A fines del primer año de Evo, la Ley 3545 de Reconducción Comunitaria de la Ley INRA (28-XI-2006) introdujo ajustes menores. Pero por entonces ya estaba en marcha la Asamblea Constituyente, que cambió todo el escenario, plasmado finalmente en la CPE promulgada en 2009. Las tres principales novedades eran su mayor rango, como una de las tres grandes jurisdicciones de todo el sistema, sus mayores responsabilidades en un nuevo contexto en que el respeto a la Madre Tierra (expresión mucho más poderosa que sólo “recursos naturales”) ha pasado a primer plano aquí y en todo el mundo y la elección directa de los magistrados.

Como había ocurrido antes con el TAN, la implementación del nuevo Tribunal Agroambiental (TAA) está tomando también su buen tiempo. La primera y compleja elección por sufragio de esa multitud de magistradas/ os recién se realizó en octubre de 2011, en medio de muchas controversias. Tomaron finalmente posesión a principios de 2012 y su organización interna tomó otros varios meses.

Entre tanto, la Asamblea Legislativa, instalada a principios de 2010 con mayoría de dos tercios del MAS, empezó a elaborar las leyes del nuevo “Estado Plurinacional”. A mitad de ese año se dictaron las principales leyes para el funcionamiento básico del Estado, incluyendo la del Órgano Jurídico, complementada a la rápida en los estertores del mismo año (29-XII-10) con la Ley de Deslinde Jurisdiccional (entre la jurisdicción IOC y las otras dos), que reduce el pluralismo jurídico pregonado por la CPE a la mínima expresión, en mi opinión y la de bastantes especialistas, muy por debajo de lo requerido por su artículo 179-II.

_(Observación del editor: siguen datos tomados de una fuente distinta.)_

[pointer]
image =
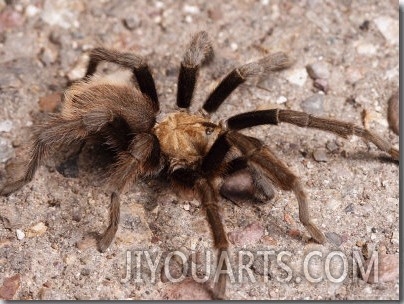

A otro nivel, la semana anterior se había aprobado, poco después del encuentro internacional de Tiquipaya sobre cambio climático, la Ley (“corta”) de los Derechos de la Madre Tierra (21-XII-10), una de las más audaces, a la que recién dos años después se añadió la Ley Marco de la Madre Tierra y Desarrollo Integral para Vivir Bien (15-X-12), ambas muy pertinentes para las tareas del TAA, aunque aún poco operativas. Esta última se podría sintetizar en el slogan: “Madre Tierra + Desarrollo = Vivir Bien”. La gran pregunta es si ese “desarrollo” (en gran medida extractivista y mercantil) respetará o no los derechos de la Madre Tierra. Y ahí, nuestro TAA tendrá mucho que decir.